In chemistry, persulfide refers to the functional group R-S-S-H.  Persulfides are intermediates in the biosynthesis of iron-sulfur proteins and are invoked as precursors to hydrogen sulfide, a signaling molecule.

Nomenclature
The nomenclature used for organosulfur compounds is often non-systematic.  Sometimes persulfides are called hydrodisulfides to further avoid confusion with disulfides with the grouping R-S-S-R, by emphasizing the presence of an H at one end of a disulfide bond.

Properties
Compared to thiols (R-S-H), persulfides are uncommon.  They are thermodynamically unstable with respect to loss of elemental sulfur:
RSSH → RSH + 1/8 S8
Nonetheless, persulfides are often kinetically stable.
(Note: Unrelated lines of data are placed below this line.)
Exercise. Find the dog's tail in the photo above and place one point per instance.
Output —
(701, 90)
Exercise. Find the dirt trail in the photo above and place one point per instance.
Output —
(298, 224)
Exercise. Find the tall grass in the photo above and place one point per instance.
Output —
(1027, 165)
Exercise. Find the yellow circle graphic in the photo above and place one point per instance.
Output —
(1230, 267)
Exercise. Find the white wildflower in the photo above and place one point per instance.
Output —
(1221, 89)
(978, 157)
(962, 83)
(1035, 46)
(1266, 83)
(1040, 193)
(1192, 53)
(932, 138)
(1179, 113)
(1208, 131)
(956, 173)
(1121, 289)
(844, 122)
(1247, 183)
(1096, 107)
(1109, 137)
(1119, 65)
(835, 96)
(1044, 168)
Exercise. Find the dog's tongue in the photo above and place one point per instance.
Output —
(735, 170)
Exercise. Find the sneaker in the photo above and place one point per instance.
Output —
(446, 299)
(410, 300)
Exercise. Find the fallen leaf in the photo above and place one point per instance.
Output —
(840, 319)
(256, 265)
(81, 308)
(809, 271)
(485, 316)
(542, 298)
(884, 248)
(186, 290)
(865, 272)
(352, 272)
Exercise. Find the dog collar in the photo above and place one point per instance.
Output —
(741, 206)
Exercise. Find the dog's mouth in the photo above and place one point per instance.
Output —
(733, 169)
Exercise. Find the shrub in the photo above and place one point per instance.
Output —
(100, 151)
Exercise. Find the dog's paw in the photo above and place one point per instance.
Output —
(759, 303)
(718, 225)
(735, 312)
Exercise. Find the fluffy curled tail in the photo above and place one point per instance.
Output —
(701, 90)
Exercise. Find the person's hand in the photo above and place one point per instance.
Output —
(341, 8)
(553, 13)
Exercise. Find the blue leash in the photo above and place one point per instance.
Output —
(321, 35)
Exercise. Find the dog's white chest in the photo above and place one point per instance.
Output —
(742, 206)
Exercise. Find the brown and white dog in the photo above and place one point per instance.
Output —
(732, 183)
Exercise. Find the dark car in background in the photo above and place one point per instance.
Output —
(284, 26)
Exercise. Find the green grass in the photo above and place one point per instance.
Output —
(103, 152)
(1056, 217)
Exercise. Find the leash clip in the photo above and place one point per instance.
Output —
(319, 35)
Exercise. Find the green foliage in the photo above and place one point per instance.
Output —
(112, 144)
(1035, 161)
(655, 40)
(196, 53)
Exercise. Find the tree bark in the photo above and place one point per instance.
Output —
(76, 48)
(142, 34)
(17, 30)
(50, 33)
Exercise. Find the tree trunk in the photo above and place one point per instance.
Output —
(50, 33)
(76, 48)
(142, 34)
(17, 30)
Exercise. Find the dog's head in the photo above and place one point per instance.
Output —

The S-H bond is both more acidic and more fragile than in thiols. This can be seen in the bond dissociation energy of a typical persulfide, which is 22 kcal/mol weaker than a typical thiol, and the lower pKa of about 6.2 for persulfides compared to 7.5 for thiols. Thus, persulfides exist predominantly in the ionized form at neutral pH. This effect is attributed to the stability of the RSS· radical.

Structure and reactions
The structure of trityl persulfide has been determined by X-ray crystallography.  The S-S bond length is 204 picometers and the C-S-S-H dihedral angle is 82°. These parameters are unexceptional.  (C6H5)3CSSH behaves as a source of sulfur, illustrated by its reaction with triphenylphosphine to give triphenylphosphine sulfide and triphenylmethanethiol:  
(C6H5)3CSSH  +  P(C6H5)3  →   (C6H5)3CSH  +  SP(C6H5)3

Biosynthetic and catabolic roles
The cofactors 4-thiouridine and thiamine are produced by the action of persulfides.  Cystathionase generates the persulfide of cysteine (sometimes called thiocysteine) from cystine.  

Persulfides have been invoked as intermediates in the biodegradation of carbon disulfide and mercaptopyruvate.